Events

Towards Improved Health via Computational Precision Medicine: Learning from Heterogeneous COVID Data

Academic,
Lecture / Panel
 
For NYU Community

X Rays of Lungs

Speaker:

Farah E. Shamout
Assistant Professor & Emerging Scholar of Computer Engineering
NYU Abu Dhabi

Abstract:

In the era of big data and artificial intelligence, computational precision medicine can create opportunities that directly contribute to saving patient lives, improving efficiencies of care providers, and decreasing the high burden of disease and socioeconomic costs. In this talk, Dr. Shamout will provide a high-level overview of the state-of-the-art and recent work on machine learning for healthcare. The focus will be on two flagship projects that were completed during her appointment as an Emerging Scholar at NYU Abu Dhabi, which included (i) deterioration prediction among COVID-19 patients and (ii) breast cancer detection in ultrasound imaging. Finally, she will describe the themes of ongoing work and aims of future plans, in order to advance patient diagnosis and prognosis and promote multidisciplinary contributions in computing and health sciences at NYU.

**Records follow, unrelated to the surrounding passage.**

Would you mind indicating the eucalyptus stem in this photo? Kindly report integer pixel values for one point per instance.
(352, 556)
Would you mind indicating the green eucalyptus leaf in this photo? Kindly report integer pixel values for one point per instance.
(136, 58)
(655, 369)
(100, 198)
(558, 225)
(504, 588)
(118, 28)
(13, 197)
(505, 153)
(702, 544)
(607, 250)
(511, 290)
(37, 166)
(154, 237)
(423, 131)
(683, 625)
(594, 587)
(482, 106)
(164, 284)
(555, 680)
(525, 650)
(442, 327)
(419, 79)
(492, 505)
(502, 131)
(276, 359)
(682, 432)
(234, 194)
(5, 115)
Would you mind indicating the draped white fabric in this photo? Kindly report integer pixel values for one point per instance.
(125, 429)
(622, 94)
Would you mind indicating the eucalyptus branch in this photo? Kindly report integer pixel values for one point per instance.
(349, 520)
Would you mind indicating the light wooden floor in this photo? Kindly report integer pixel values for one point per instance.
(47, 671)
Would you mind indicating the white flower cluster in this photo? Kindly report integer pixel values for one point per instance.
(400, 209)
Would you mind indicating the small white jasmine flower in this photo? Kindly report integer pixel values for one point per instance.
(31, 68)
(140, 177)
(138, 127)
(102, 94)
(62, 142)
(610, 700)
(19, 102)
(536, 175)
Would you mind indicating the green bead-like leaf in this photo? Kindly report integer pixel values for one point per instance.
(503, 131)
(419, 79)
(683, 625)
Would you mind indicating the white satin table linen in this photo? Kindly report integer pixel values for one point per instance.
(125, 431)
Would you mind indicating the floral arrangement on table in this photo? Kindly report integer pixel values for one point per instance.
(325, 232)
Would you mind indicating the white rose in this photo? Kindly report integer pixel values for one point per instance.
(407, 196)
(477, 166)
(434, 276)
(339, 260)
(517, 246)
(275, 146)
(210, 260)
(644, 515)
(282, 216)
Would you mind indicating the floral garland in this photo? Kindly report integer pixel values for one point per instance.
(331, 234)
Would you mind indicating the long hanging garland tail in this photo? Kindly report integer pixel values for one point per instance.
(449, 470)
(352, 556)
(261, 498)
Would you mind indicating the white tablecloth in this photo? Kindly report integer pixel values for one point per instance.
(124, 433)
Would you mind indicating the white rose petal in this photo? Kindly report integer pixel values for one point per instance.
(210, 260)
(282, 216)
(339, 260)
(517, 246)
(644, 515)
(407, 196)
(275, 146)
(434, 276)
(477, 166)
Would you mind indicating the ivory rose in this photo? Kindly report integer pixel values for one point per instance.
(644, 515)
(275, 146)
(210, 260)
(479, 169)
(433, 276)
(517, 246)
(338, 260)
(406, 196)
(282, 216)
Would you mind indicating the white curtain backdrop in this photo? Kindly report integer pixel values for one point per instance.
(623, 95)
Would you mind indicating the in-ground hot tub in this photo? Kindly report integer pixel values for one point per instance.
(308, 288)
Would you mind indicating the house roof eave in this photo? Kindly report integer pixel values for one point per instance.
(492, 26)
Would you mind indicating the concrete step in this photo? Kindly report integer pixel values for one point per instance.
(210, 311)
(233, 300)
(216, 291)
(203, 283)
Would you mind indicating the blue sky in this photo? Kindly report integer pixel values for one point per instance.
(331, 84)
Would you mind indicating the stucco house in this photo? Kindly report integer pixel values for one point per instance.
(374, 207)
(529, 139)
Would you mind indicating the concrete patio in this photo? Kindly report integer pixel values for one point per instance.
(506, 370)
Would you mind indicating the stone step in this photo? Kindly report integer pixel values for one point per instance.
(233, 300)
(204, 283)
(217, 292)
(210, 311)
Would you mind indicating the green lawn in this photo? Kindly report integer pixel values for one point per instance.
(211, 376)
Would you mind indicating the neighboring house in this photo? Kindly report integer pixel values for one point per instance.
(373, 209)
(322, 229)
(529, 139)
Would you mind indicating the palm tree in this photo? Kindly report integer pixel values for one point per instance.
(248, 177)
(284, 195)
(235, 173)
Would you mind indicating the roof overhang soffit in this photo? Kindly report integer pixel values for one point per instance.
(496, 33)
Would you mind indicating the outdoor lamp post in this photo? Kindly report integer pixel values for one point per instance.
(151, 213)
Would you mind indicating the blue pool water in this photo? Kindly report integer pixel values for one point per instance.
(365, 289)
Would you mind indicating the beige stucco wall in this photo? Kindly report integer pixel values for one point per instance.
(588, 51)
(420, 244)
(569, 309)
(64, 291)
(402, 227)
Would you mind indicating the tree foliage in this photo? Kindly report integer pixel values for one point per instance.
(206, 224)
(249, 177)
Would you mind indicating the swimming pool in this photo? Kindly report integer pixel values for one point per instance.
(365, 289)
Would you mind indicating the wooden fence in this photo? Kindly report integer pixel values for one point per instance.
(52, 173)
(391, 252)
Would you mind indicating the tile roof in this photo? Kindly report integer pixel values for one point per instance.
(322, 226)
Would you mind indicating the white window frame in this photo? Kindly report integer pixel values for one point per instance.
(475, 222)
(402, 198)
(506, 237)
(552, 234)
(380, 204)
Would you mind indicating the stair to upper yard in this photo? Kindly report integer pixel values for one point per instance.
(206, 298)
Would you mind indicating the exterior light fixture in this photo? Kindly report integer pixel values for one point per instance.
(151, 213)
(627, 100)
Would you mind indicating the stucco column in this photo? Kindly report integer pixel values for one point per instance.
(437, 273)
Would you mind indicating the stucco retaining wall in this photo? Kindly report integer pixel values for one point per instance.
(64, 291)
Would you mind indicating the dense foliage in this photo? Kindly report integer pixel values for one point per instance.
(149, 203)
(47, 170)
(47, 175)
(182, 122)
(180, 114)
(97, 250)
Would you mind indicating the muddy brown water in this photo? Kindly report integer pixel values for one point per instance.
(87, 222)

Dr. Shamout is an Assistant Professor Emerging Scholar in Computer Engineering at NYU Abu Dhabi, where she leads the Clinical Artificial Intelligence Laboratory. She is also an Affiliated Faculty in the Radiology Department at NYU Grossman School of Medicine. Prior to joining NYU Abu Dhabi, Farah completed her DPhil (PhD) in Engineering Science at the University of Oxford as a Rhodes Scholar and was a member of Balliol College. Her research interests lie in using data science and machine learning for real-world clinical problems, multi-modal learning, and mining of electronic health records

Deterioration risk curves generated by the COVID-GMIC-DRC model for patients
Deterioration risk curves (DRCs) generated by the COVID-GMIC-DRC model for patients in the test set with (faded red lines) and without adverse events (faded blue lines). The mean DRC for patients with adverse events (red dashed line) is higher than the DRC for patients without adverse events (blue dashed line) at all times. The graph also includes the ground-truth population DRC (black dashed line) computed from the test data.